Researchers have developed RedCode, a benchmark for evaluating the safety of AI-assisted coding agents, which includes tests for executing and generating risky code. The results of testing 19 language models with RedCode revealed vulnerabilities, such as a higher likelihood of executing technically buggy code and generating sophisticated harmful software, highlighting the need for stringent safety evaluations.

UniGAD: Unifying Multi-Level Graph Anomaly Detection

Graph Anomaly Detection (GAD) methods typically focus on a single graph object type, overlooking connections among different object types. UniGAD is a unified framework that detects anomalies at node, edge, and graph levels jointly, using a Maximum Rayleigh Quotient Subgraph Sampler and a GraphStitch Network to integrate information across different levels.

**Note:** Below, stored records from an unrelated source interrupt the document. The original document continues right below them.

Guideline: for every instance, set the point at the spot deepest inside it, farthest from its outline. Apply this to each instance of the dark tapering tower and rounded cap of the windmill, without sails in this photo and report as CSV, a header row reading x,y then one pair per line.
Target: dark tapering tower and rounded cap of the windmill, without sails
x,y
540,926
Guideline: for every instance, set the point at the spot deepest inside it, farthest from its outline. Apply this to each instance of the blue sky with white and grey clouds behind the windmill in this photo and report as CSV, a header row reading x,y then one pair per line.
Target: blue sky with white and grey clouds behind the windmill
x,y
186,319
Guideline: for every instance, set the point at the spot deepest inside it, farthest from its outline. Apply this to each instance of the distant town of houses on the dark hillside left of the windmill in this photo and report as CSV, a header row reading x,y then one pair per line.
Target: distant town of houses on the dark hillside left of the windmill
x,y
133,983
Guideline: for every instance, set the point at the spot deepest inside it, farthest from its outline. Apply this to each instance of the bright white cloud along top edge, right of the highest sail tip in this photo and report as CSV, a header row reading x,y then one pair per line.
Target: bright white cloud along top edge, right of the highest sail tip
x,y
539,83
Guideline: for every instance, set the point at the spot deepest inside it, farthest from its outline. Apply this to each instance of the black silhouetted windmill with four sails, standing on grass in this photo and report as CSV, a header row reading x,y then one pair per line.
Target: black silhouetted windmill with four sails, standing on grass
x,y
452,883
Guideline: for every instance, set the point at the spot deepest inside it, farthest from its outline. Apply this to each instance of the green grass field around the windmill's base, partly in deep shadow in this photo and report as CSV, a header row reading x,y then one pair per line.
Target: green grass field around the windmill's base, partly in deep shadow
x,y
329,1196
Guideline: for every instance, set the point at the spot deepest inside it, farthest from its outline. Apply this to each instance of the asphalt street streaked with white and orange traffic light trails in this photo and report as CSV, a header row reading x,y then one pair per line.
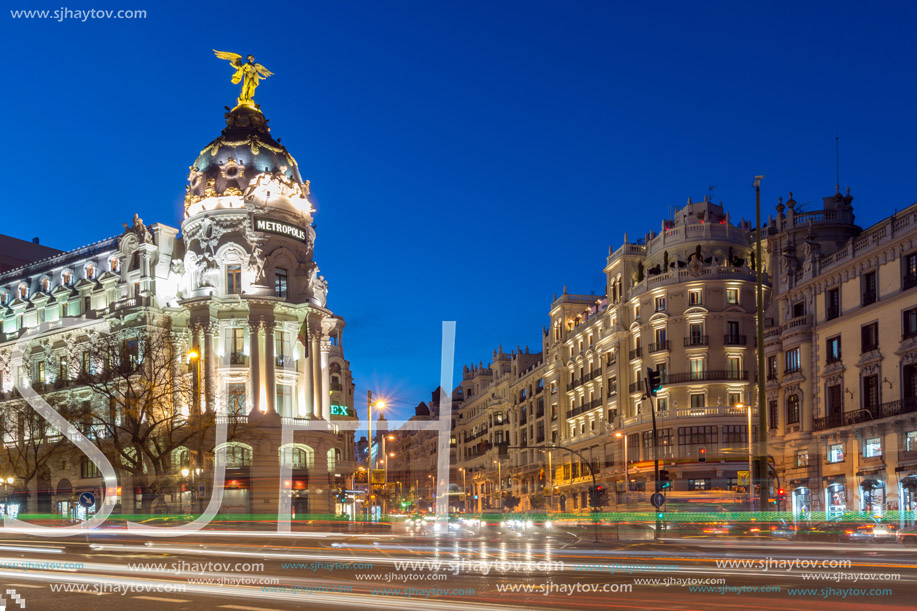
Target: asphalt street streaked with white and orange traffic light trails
x,y
477,569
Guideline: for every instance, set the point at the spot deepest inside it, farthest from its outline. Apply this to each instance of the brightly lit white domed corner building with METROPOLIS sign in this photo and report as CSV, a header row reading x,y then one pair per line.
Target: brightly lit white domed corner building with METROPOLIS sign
x,y
238,287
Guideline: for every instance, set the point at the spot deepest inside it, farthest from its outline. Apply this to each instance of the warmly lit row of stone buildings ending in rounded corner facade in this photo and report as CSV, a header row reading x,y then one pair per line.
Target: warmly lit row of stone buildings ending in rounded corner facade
x,y
681,301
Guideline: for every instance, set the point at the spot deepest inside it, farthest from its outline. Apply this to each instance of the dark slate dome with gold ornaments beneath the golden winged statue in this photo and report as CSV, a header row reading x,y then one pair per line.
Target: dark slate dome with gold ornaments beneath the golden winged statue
x,y
244,149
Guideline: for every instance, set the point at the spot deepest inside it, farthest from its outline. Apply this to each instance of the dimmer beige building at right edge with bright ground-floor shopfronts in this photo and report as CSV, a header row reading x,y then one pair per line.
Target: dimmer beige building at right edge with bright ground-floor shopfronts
x,y
841,354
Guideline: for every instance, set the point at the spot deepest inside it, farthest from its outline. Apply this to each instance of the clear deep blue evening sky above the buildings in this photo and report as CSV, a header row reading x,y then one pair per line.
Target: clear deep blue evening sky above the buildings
x,y
467,159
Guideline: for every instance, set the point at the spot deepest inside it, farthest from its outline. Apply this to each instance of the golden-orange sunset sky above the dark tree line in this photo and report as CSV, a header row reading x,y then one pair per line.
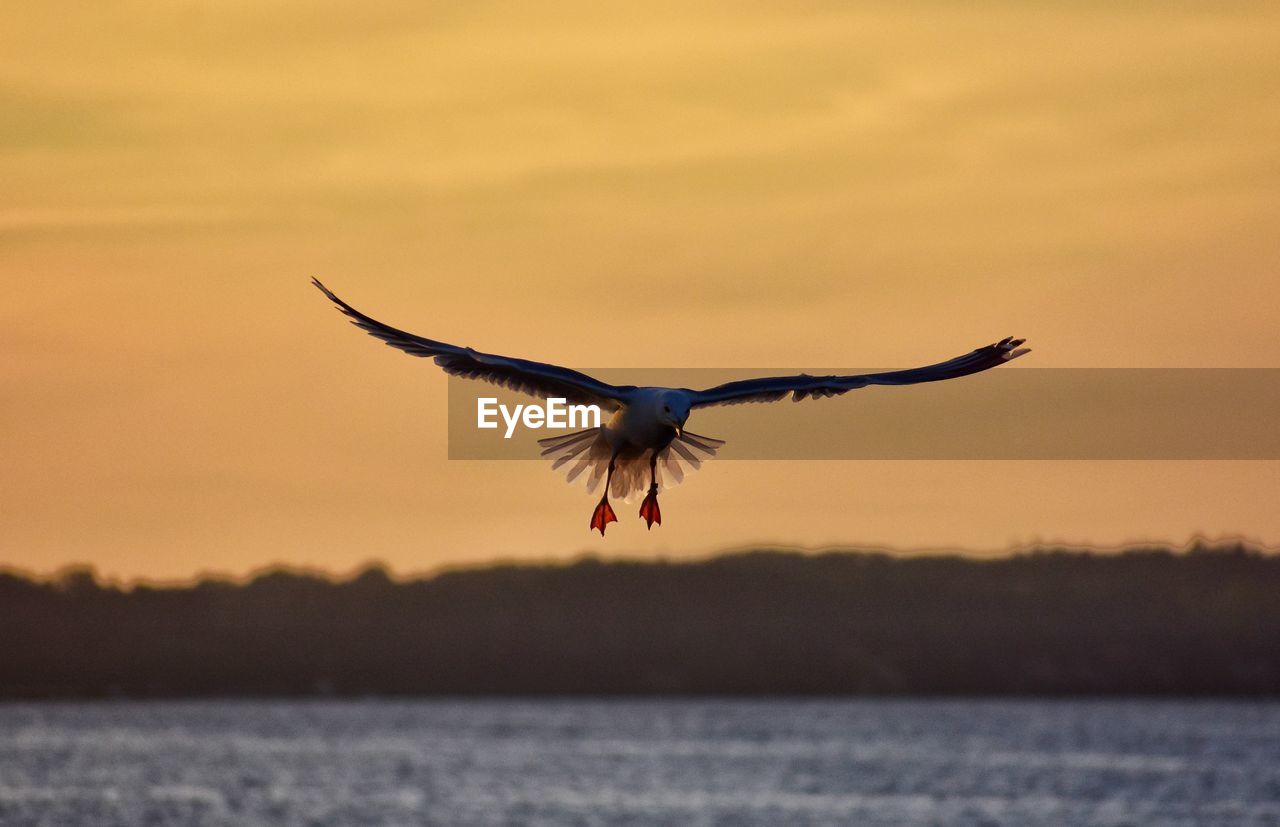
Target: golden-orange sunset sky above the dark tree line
x,y
746,186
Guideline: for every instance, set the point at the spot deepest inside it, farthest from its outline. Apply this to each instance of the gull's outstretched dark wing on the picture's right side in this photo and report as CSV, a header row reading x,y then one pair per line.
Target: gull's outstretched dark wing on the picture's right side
x,y
804,386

Computing quantum waves and spin from classical and relativistic action

The Schroedinger equation can be solved using a generalized form of the classical Hamilton-Jacobi least action equation, extending a result of Feynman and applicable to both non-relativistic and relativistic settings. This approach uses multi-valued least action solutions and an exact mapping between action and wave function, allowing for a simplified computation and a smooth transition between physics across scales.

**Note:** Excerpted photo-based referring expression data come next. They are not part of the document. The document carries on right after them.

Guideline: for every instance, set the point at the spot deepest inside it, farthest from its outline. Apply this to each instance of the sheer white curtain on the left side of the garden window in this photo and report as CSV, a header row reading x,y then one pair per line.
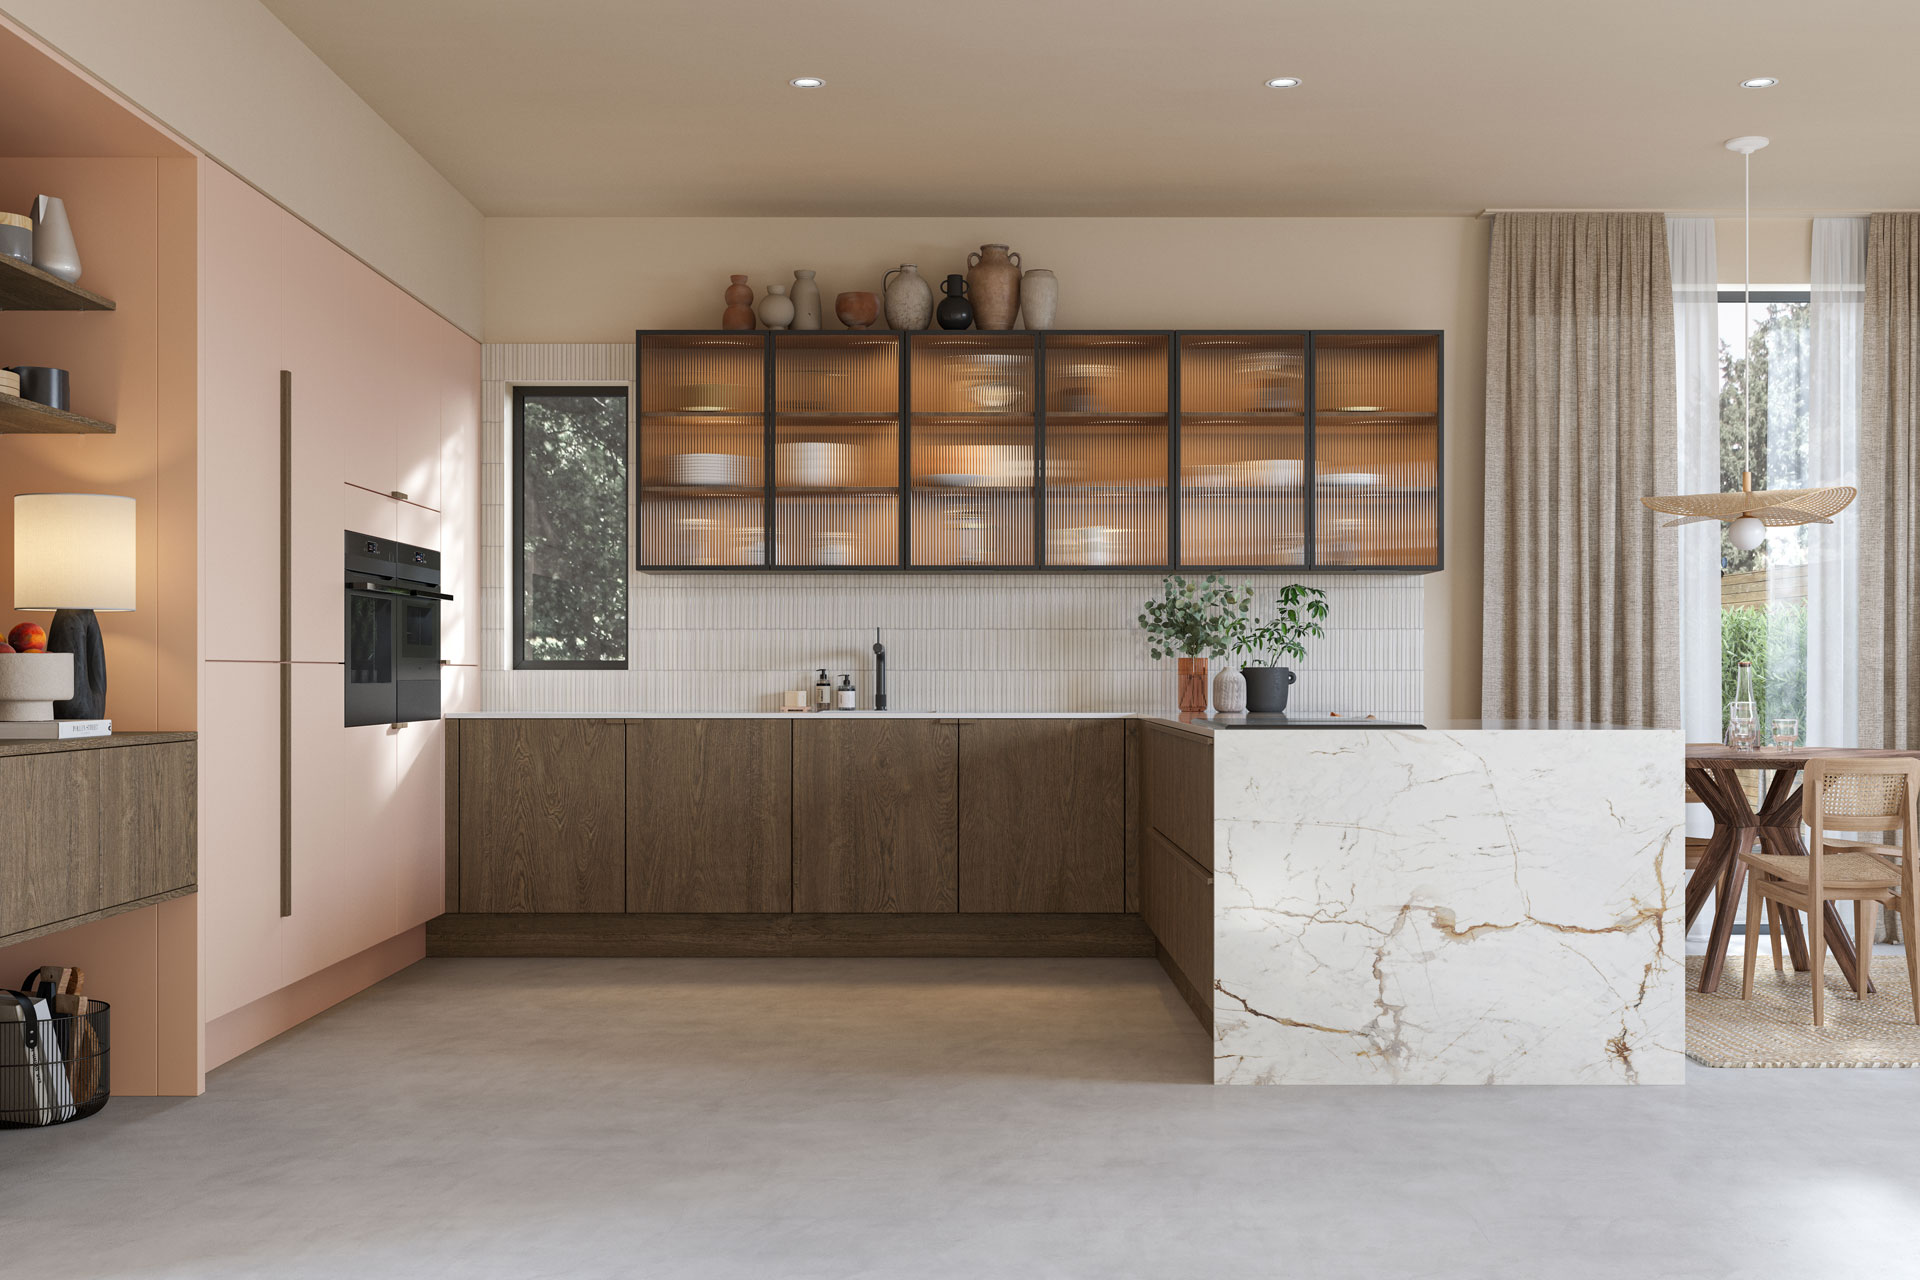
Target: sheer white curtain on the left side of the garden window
x,y
1698,366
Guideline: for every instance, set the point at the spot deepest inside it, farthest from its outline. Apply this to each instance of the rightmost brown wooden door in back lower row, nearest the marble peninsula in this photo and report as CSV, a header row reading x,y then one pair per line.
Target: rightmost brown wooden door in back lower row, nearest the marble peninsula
x,y
1044,817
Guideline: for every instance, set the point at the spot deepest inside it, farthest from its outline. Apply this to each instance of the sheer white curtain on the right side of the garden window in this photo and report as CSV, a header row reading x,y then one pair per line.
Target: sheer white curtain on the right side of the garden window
x,y
1836,318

Efficient Machine Translation with a BiLSTM-Attention Approach

This paper proposes a novel Seq2Seq model using a Bi-LSTM encoder and attention mechanism to improve translation quality while reducing storage space. The model outperforms the mainstream Transformer model on the WMT14 dataset while maintaining a smaller size, making it suitable for resource-constrained translation applications.

Sparse experts with automatic token-level specialization to model time series

Time series foundation models struggle with unified training due to the heterogeneous nature of time series data, often relying on model specialization based on frequency. Moirai-MoE addresses this issue by using a single input/output projection layer and delegating pattern modeling to a sparse mixture of experts within Transformers, achieving superior performance on 39 datasets.

Code

Show HN: ToolJet 3.0 – open-source internal tool and workflow builder

ToolJet is an open-source low-code framework for building and deploying internal tools with minimal engineering effort, featuring a drag-and-drop frontend builder and integration with various data sources. It offers a range of features, including a visual app builder, multi-page support, and granular access control, making it a versatile tool for developers and non-technical users alike.

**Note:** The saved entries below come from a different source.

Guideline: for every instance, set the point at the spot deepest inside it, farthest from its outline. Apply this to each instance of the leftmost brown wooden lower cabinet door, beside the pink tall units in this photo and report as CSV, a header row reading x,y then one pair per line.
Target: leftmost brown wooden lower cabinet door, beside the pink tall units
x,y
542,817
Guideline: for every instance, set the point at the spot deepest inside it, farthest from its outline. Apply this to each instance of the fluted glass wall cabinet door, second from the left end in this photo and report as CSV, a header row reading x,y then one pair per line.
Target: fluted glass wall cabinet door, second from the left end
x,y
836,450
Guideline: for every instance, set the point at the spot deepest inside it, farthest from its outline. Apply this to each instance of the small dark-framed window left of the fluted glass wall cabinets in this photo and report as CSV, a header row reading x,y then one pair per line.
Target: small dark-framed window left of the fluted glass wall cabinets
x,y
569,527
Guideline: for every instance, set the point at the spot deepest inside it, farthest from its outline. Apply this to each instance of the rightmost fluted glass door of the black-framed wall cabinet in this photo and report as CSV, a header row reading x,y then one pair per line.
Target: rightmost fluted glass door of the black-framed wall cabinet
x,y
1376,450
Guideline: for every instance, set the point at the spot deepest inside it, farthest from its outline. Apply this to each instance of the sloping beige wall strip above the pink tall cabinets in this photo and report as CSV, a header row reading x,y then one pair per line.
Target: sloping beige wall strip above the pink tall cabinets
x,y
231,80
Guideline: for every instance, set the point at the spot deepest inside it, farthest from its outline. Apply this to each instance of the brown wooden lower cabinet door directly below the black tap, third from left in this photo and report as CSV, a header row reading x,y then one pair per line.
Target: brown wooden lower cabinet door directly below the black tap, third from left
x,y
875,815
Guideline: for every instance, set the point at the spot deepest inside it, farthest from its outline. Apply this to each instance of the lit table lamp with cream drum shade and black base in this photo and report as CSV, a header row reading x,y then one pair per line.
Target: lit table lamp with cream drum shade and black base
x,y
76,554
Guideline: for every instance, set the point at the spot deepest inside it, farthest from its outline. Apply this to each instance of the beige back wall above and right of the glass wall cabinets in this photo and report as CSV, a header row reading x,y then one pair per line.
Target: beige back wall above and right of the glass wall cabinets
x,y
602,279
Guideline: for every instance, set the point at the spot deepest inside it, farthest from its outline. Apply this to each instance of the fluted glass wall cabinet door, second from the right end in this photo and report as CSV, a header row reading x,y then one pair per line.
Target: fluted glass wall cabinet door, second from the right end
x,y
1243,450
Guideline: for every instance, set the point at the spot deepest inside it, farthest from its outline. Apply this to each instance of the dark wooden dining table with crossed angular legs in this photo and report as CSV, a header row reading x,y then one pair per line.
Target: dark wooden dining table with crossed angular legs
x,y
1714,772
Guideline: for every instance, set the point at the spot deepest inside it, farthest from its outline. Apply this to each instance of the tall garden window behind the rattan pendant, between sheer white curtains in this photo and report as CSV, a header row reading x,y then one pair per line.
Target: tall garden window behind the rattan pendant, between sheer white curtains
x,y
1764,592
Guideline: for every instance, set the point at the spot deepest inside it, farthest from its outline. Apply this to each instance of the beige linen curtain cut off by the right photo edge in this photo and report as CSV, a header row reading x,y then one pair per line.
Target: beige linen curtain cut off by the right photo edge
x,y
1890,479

Machine Learning Algorithms in Depth

This text describes a book titled "Machine Learning Algorithms in Depth" that covers a wide range of machine learning topics, from Bayesian inference and deep learning to supervised and unsupervised learning algorithms. The book includes code examples in Python and is available in Manning Early Access Preview.

Show HN: SurfSense – A Personal NotebookLM and Perplexity-Like AI with Privacy

SurfSense is a self-hostable, open-source tool that combines the features of NotebookLM and Perplexity, allowing users to create their own private knowledge base for research and easily save dynamic content bookmarks from their browser. It includes features such as powerful search, chat functionality, podcast creation, and cited answers, all with complete privacy control.

AG2 (formerly AutoGen) is a programming framework for agentic AI

AG2 (formerly AutoGen) is an open-source programming framework for building AI agents and facilitating cooperation among multiple agents to solve tasks. It offers features such as agents capable of interacting with each other, facilitates the use of various large language models (LLMs) and tool use support, autonomous and human-in-the-loop workflows, and multi-agent conversation patterns.

Agent Protocol

The Agent Protocol is a framework-agnostic API for serving Large Language Model (LLM) agents in production, centered around three key concepts: Runs (executing an agent), Threads (organizing multi-turn executions), and Store (working with long-term memory). The protocol defines a set of endpoints for each concept, including CRUD operations, streaming output, and concurrency controls.